L'un des objectifs affichés est ainsi de créer un véritable « marché du crédit adossé aux capacités de calcul de Nvidia », a souligné de son côté David Solomon, président-directeur général de Goldman Sachs. « Nous sommes à un moment charnière d'un cycle d'investissement historique dans l'IA », estime-t-il. Ces financements de longue durée doivent s'appuyer sur les revenus générés par l'utilisation des infrastructures. Les établissements financiers conserveront toutefois la main sur les décisions : selon Jensen Huang, chaque opération sera analysée indépendamment en fonction du client, de la demande, de l'utilisation, des flux de trésorerie et de la valeur résiduelle des équipements.

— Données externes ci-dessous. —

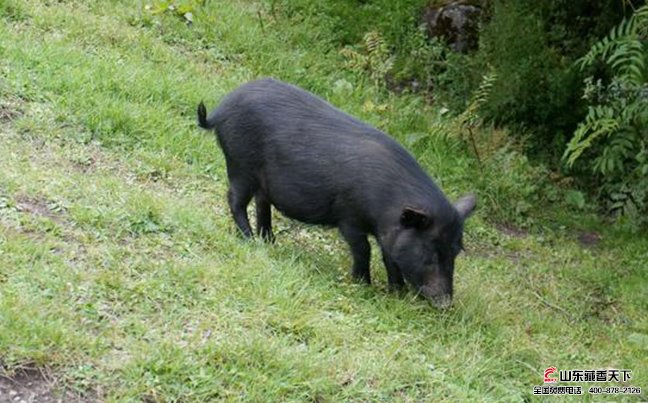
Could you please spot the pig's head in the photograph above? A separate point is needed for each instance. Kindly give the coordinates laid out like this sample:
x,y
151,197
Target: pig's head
x,y
425,246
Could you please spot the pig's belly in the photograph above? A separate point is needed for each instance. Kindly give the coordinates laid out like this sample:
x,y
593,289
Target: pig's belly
x,y
307,202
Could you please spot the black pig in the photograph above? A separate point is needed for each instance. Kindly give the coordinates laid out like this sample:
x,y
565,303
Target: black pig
x,y
288,148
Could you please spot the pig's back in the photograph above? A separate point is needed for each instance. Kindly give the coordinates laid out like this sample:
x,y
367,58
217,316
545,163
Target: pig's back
x,y
315,162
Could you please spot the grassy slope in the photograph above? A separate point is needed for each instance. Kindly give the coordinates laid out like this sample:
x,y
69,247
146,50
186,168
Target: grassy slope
x,y
120,269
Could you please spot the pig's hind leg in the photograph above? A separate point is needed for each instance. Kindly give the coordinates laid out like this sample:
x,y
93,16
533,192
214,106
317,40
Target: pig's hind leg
x,y
239,195
264,217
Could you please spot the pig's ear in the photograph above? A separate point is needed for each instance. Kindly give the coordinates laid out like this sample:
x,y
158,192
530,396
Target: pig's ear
x,y
414,218
466,205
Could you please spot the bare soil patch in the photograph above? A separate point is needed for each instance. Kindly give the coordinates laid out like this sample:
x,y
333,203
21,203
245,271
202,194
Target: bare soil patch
x,y
34,386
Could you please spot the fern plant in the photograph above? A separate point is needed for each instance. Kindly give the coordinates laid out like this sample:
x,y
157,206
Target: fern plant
x,y
374,57
470,118
611,141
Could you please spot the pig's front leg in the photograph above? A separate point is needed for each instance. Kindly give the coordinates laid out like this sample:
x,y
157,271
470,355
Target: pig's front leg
x,y
361,251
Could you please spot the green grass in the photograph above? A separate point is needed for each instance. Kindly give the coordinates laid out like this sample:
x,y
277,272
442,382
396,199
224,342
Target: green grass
x,y
121,272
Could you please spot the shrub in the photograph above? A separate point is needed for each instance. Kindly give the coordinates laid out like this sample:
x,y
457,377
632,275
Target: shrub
x,y
612,141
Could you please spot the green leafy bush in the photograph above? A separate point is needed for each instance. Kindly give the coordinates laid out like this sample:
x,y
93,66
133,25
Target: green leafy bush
x,y
612,141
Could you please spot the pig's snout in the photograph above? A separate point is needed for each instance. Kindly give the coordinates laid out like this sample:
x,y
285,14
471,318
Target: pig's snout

Les géants de la finance en renfort
Les dirigeants des six institutions financières mettent en avant les atouts qu'ils entendent mobiliser. « La combinaison de l'écosystème technologique propriétaire de Nvidia et de la base de capitaux flexible et de long terme d'Apollo constitue une base solide pour accompagner la prochaine étape du déploiement de l'IA », estime Jim Zelter, président d'Apollo. Larry Fink, président-directeur général de BlackRock, souligne de son côté la capacité du gestionnaire à « relier les capitaux de long terme aux infrastructures essentielles ». Chez KKR, Joe Bae et Scott Nuttall mettent en avant le capital de longue durée du groupe, son expertise des infrastructures et ses capacités sur les marchés de capitaux. « À mesure que nous avons développé notre approche des infrastructures numériques, nous avons appris que le plus difficile n'est pas l'ambition, mais la réalisation », observent les deux co-directeurs généraux. Goldman Sachs évoque enfin, par la voix de David Solomon, ses rôles d'investisseur et de distributeur.
Un puissant relais pour l'écosystème Nvidia
Nvidia n'agit évidemment pas en intermédiaire désintéressé. Ces plateformes doivent soutenir la croissance de son écosystème, à la fois en favorisant ses ventes de matériel et l'adoption de ses logiciels. En facilitant l'accès de ses clients aux capitaux nécessaires pour déployer davantage de capacités de calcul, il contribue donc aussi à élargir le débouché pour ses propres technologies. Le groupe pourrait en outre, dans certains cas et projet par projet, apporter un mécanisme de soutien à la valeur résiduelle représentant jusqu'à 25 % d'une opération.
L'ampleur réelle du dispositif reste toutefois à confirmer. Les 500 milliards de dollars ne correspondent ni à des fonds déjà levés ni à des montants engagés, mais à un objectif agrégé de capitaux tiers à mobiliser au fil du temps. Les six partenariats reposent encore sur des protocoles d'accord et restent soumis à la signature de contrats définitifs, sans calendrier précisé.